Die Zukunftsprognose ist in beiden Gutachten mit einer radikalen Kritik der Gegenwart verbunden, einer Kritik ihrer Strukturen und Mentalitäten, die als überholt, illusionär und unverantwortlich gebrandmarkt werden. Sie wird begleitet von dem Hinweis auf Versäumnisse und das Scheitern aller bisherigen Reformen und ist gleichzeitig verbunden mit einer Androhung existentieller Krisen und Notlagen, wenn nicht neu gedacht und gehandelt wird, wenn sich nicht alle umstellen, wenn nicht alle "umdenken" und zu neuen "unternehmerischen Menschen" werden. Die Aussagen der Gutachten basieren nicht auf neuen Forschungen, sie sind keine distanzierten wissenschaftlichen Analysen und Prognosen, sondern erklärtermaßen eine volkspädagogische Offensive für ein neues Menschenbild. Die Kritik der Gegenwart ist schonungslos und mitleidslos, keine Institution kann so bleiben, wie sie ist, und die Notwendigkeiten der Zukunft werden in apodiktischem Ton bei Androhung schlimmer Strafen vorgetragen. Adressat der Kritik sind wir alle, die wir uns in den Betriebs- und Versorgungsstrukturen der Industriegesellschaft und des Sozialstaats eingerichtet haben. Gebrandmarkt werden immer wieder - im einzelnen nicht genannte! - Interessenverbände und die angeblich alles lähmenden staatlichen Bürokratien. Nach den Versäumnissen und dem Scheitern der Reformen während der zurückliegenden Jahrzehnte haben wir eine "letzte Chance".

Hinter dieser Kritik der Gegenwart und den Strafandrohungen für die Zukunft stehen als Autoritäten nicht mehr - wie früher - Kirche und Staat, sondern die Zwänge des Wirtschaftslebens, die von Führungskräften der Wirtschaftsunternehmen, von Unternehmensberatern und akademischen Expertenstäben als alternativlos und als moralische Anweisungen für unser Denken, Arbeiten, Lernen und Leben vorgetragen werden. Der Historiker muß schon weit in die Geschichte zurückgehen, um kirchliche und staatliche Obrigkeiten oder Bußprediger der Religionsgeschichte oder auch radikale Jakobiner in Revolutionsepochen zu finden, die derart apodiktisch über die Notwendigkeit eines neuen Denkens und eine neue Lebensführung der Menschen gesprochen haben.

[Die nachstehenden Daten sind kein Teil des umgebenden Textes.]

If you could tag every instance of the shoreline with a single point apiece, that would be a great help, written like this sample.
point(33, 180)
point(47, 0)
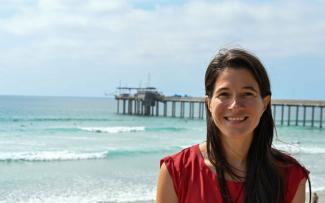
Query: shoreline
point(320, 194)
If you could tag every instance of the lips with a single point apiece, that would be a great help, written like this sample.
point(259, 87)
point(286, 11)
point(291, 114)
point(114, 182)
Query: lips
point(236, 118)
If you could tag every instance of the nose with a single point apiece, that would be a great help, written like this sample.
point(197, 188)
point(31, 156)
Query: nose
point(235, 103)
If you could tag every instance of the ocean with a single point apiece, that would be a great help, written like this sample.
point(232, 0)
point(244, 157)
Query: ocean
point(65, 149)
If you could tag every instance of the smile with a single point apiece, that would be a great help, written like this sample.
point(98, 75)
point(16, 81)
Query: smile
point(237, 118)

Soweit zu den Gemeinsamkeiten und Kontinuitäten der Gutachten der beiden Zukunftskommissionen. Was ist das Neue an dem neuen Bildungsgutachten, was heißt "Bildung neu denken"?

Die Bildung der Zukunft als "lebenslanger und verdichteter Lernprozeß"

Das erste Gutachten konzentrierte sich auf Vergangenheit und Zukunft des Arbeitsmarkts und der sozialen Sicherungssysteme, behandelte Fragen der Bildung und des Bildungssystems nur in wenigen kurzen und pauschal gehaltenen Passagen, die aber an Deutlichkeit nichts zu wünschen übrig ließen. Die Zukunft des Arbeitsmarkes und der sozialen Sicherungssysteme sind in allen Passagen auch des aktuellen Textes weiterhin präsent, im Zentrum steht aber jetzt "die Bildung", denn sie wird zur Schicksalsfrage des einzelnen und der Gesellschaft erklärt: "Für jeden einzelnen Menschen ist Bildung die elementare Voraussetzung, sein privates und berufliches Leben meistern zu können. Für die Wirtschaft ist Bildung der wichtigste Rohstoff, der über Erfolg oder Mißerfolg einzelner Unternehmen und der gesamten Volkswirtschaft entscheidet" (Bildung neu denken!, S. 97). Solche Sätze könnten das Mißverständnis nähren, der Gegenstand und das Thema der Pädagogik, nämlich "die Bildung", sei wichtiger als alles andere. Aber schon der Titel des Gutachtens kündigt ja an, daß Bildung nicht mehr mit den traditionellen Bedeutungsgehalten verbunden werden darf, sondern "neu gedacht" werden soll.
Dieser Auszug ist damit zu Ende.